FTSE 100: +3.1% Monday, -26% YTD
FTSE 250: +5.1% Monday, -32.3% YTD
What to watch
Levi Strauss & Co: Clothing firm Levi Strauss & Co is reporting its first quarter 2020 earnings on Tuesday, providing one of the first glimpses into how a retail business that relies on discretionary consumer spending has held up amid the economic shutdown and disruption to supply chains induced by the pandemic. The firm has essentially been online only since mid-March, and investors will be watching closely for whether there has been any uptick in online sales to offset the damage done by the physical store closures. Levi’s share price is down 43.3% year-to-date, a much steeper fall than the wider market, with its $10.94 share price well below its $17 IPO price of a year ago.
Samsung: On Tuesday South Korea-time, technology goliath Samsung announced its Q1 earnings, facing fears that the pandemic disruption to its operations and the impact on demand for consumer electronics, would hamstring the company. However, with more people working from home and shopping online, demand for Samsung’s memory chips has picked up in order to keep data centers running. First quarter profit of $5.2bn came in ahead of expectations, and was an increase on Q1 2019. The company also makes only a small portion of its smartphones in China, which hurt key rival Apple. Samsung’s US competitor said in February that it does not expect to meet revenue targets, in part due to supply constraints.

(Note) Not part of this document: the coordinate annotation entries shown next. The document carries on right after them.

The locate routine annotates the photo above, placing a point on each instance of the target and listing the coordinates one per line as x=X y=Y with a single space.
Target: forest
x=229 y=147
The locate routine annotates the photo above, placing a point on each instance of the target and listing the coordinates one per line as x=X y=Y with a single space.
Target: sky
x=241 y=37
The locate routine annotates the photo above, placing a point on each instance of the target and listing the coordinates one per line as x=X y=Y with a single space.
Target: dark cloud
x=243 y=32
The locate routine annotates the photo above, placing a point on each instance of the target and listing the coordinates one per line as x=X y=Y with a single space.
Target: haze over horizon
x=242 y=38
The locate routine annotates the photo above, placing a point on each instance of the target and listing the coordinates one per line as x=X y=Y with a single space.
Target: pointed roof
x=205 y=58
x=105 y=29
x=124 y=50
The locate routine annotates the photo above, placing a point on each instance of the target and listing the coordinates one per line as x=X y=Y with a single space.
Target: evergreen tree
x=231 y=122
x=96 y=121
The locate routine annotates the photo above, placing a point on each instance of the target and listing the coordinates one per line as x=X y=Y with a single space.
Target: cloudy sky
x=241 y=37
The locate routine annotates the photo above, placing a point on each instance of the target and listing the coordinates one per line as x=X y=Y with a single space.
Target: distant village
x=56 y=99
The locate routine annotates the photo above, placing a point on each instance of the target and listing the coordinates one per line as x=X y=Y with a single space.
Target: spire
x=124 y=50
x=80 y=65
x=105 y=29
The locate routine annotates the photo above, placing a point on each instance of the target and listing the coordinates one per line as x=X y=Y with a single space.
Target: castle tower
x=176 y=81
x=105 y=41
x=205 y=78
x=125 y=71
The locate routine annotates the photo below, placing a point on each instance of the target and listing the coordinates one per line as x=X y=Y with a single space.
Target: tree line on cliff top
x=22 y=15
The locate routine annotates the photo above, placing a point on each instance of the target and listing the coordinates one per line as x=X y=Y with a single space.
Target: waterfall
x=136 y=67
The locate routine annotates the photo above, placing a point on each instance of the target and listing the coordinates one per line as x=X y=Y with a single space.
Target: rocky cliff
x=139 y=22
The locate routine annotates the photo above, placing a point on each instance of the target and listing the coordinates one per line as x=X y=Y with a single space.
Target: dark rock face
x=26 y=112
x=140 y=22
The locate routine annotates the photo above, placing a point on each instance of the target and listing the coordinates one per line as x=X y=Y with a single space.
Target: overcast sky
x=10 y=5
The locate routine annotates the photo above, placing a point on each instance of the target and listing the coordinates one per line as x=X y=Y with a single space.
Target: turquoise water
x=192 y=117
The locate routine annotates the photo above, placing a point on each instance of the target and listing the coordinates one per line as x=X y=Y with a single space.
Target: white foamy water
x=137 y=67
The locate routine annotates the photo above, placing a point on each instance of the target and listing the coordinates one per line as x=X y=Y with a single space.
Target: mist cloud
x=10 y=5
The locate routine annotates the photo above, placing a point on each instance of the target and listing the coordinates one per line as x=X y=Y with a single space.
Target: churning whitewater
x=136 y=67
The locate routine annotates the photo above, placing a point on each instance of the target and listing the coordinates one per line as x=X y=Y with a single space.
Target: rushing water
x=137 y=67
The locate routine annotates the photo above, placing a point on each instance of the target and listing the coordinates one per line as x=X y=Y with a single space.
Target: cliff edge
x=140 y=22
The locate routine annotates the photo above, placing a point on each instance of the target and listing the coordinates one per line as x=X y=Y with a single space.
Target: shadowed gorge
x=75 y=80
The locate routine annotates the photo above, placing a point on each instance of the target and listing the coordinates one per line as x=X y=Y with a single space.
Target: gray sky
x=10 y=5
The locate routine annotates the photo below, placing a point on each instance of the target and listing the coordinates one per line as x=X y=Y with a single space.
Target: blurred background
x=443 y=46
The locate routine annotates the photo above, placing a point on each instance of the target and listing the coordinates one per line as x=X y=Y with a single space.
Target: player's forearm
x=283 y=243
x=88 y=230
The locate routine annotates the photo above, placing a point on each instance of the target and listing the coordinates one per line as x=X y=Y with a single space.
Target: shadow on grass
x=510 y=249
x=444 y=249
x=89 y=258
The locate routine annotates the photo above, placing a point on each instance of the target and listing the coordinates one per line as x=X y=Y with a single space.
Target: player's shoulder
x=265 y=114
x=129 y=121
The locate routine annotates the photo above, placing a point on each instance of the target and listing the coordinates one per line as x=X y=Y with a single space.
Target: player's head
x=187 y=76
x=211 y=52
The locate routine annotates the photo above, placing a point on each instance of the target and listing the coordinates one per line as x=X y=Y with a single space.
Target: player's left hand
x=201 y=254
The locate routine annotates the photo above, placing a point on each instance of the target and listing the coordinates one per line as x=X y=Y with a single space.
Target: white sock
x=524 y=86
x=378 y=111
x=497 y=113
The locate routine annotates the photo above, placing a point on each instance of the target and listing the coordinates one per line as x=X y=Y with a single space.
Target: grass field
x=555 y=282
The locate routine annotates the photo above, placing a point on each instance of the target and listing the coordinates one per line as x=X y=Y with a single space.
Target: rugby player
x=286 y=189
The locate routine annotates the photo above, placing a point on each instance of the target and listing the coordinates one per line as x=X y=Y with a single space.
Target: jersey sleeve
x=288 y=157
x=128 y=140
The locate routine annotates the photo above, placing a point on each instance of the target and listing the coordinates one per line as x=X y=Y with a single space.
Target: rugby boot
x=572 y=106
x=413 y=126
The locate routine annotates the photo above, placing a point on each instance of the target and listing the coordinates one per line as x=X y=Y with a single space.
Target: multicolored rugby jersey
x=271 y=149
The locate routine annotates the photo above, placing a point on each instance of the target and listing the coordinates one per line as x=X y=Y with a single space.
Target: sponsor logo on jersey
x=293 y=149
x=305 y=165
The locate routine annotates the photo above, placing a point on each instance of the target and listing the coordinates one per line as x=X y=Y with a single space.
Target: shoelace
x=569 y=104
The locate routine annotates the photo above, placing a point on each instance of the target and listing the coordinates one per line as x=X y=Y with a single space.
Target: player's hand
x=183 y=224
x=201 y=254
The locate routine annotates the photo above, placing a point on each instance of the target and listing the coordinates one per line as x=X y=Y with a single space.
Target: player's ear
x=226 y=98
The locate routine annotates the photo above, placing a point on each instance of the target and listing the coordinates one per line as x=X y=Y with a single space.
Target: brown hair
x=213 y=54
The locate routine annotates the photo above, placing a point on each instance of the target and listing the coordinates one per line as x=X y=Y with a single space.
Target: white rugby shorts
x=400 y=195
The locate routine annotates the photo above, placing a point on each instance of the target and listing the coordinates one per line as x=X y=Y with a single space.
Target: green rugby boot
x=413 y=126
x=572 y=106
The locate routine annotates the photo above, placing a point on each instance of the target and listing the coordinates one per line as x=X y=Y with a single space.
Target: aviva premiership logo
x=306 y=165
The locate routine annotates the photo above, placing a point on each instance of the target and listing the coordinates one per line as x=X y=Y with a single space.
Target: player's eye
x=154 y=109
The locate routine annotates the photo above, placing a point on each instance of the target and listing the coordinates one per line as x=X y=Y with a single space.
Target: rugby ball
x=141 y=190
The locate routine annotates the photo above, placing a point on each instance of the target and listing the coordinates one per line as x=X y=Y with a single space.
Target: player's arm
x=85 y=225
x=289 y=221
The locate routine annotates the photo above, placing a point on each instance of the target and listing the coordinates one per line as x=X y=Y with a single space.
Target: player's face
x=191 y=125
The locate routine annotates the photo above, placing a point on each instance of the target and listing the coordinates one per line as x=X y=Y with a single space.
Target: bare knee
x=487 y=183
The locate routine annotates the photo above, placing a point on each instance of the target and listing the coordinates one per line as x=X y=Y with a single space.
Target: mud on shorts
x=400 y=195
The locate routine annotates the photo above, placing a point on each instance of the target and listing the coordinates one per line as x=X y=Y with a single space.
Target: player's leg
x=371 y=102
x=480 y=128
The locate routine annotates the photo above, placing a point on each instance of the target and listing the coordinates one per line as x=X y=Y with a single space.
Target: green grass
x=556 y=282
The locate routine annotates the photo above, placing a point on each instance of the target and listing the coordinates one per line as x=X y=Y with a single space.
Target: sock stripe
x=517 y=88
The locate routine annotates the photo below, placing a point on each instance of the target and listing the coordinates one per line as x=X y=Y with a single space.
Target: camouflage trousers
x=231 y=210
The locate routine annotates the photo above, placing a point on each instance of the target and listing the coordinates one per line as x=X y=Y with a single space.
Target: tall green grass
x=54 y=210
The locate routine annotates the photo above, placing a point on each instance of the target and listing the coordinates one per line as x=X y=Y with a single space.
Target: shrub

Job openings: This data point is one to watch more as a reference point for next month as Tuesday’s release is for February and won’t include the worst days of the coronavirus pandemic in the US. The data will reveal the number of unfilled jobs in the US on the last day of February, as calculated by the Labor Department. For December, that figure came in at 7.48 million, followed by 7.58 million for January. This statistic will be an interesting one to watch in the coming months; in the middle of large numbers of layoffs and furloughed workers, companies including Amazon and Walmart are looking to take on huge numbers of staff to deal with pandemic-induced demand.
The world’s three major cryptoassets all continued an upward grind on Monday, with little to slow their march.
Bitcoin started the day below $6800 but reached above $7400 before trading back down to around $7274 this morning. Ethereum likewise surged, peaking at $175.74 before trending back below $170 this morning. Finally, XRP grew across the day before surging around midnight to $0.2025 before falling away to $0.1957 this morning.
The Bank of England will be hosting a webinar today discussing the potential merits of a Central Bank Digital Currency (CBDC). The webinar will be hosted by the bank’s Director of Fintech and will feature opinions of industry experts as the central bank looks to explore the risks and benefits of launching their own digital currency.